SWOG S2409-PRISM: Durvalumab vs Biomarker-Directed Novel Agents + Durvalumab in ES-SCLC
Based on the results from cluster analysis in the IMpower133 trial data (subtype I), a cooperative group phase II trial, called S2409 (PRISM), was designed. In this trial, over 800 patients will receive frontline induction therapy with carboplatin, etoposide, and durvalumab, and their SCLC subtypes will be assessed. Based on those results and their Schlafen 11 (SLFN11) status, they will be randomized to a biomarker-directed targeted therapy plus durvalumab vs durvalumab alone. Patients with subtype I will receive durvalumab and monalizumab, a natural killer cell activator, or durvalumab alone. Patients with subtypes A/N and SLFN11 negative will receive the ATR inhibitor ceralasertib plus durvalumab vs durvalumab alone, and patients with subtypes A/N and SLFN11 positive or with subtype P will receive a PARP inhibitor plus durvalumab vs durvalumab alone (NCT06769126).
SCLC: Targeted Approaches
Although chemoimmunotherapy is the frontline standard, the treatment landscape for relapsed SCLC has been transformed by non-CT options like lurbinectedin and the DLL3-targeted BiTE tarlatamab. There are also ongoing trials of targeted approaches for SCLC, including in the frontline setting. Though it is not currently standard of care to perform profiling at diagnosis, emerging clinical evidence may help show that targeted frontline approaches can improve patient outcomes.14
Additional information on these targeted treatment options for relapsed ES-SCLC can be found here.
ES-SCLC: Key Points
The treatment landscape for ES-SCLC has evolved significantly with the integration of IO into frontline regimens. Chemoimmunotherapy combining platinum/etoposide with PD-L1 inhibitors such as atezolizumab (IMpower133) or durvalumab (CASPIAN) remains the foundation of care, providing consistent survival benefits and establishing durable responses in a subset of patients. Recently, the IMforte trial further advanced this paradigm by demonstrating a significant OS improvement with the addition of lurbinectedin to atezolizumab maintenance, leading to the newest FDA approval and NCCN recommendation for frontline use. Together, these studies define a new era in which IO-based approaches are central to initial management, with maintenance strategies now incorporating active agents previously reserved for relapsed disease.

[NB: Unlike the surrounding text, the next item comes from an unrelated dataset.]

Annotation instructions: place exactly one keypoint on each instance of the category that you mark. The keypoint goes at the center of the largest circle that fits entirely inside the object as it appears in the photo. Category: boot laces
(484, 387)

Ongoing research continues to refine treatment personalization through transcriptomic subtyping, biomarker exploration, and targeted combinations. Although PD-L1 expression and TMB have not proven predictive of IO benefit, emerging molecular subtypes—particularly the inflammatory (I) subtype—may help identify patients most likely to respond. Novel strategies, including PD-1 inhibitors, bispecific antibodies, ADCs, and biomarker-directed therapies hold the promise of extending survival and improving long-term outcomes. Alongside these advances, supportive care measures such as myelosuppression management and proactive toxicity mitigation remain essential to maintaining treatment continuity and optimizing quality of life.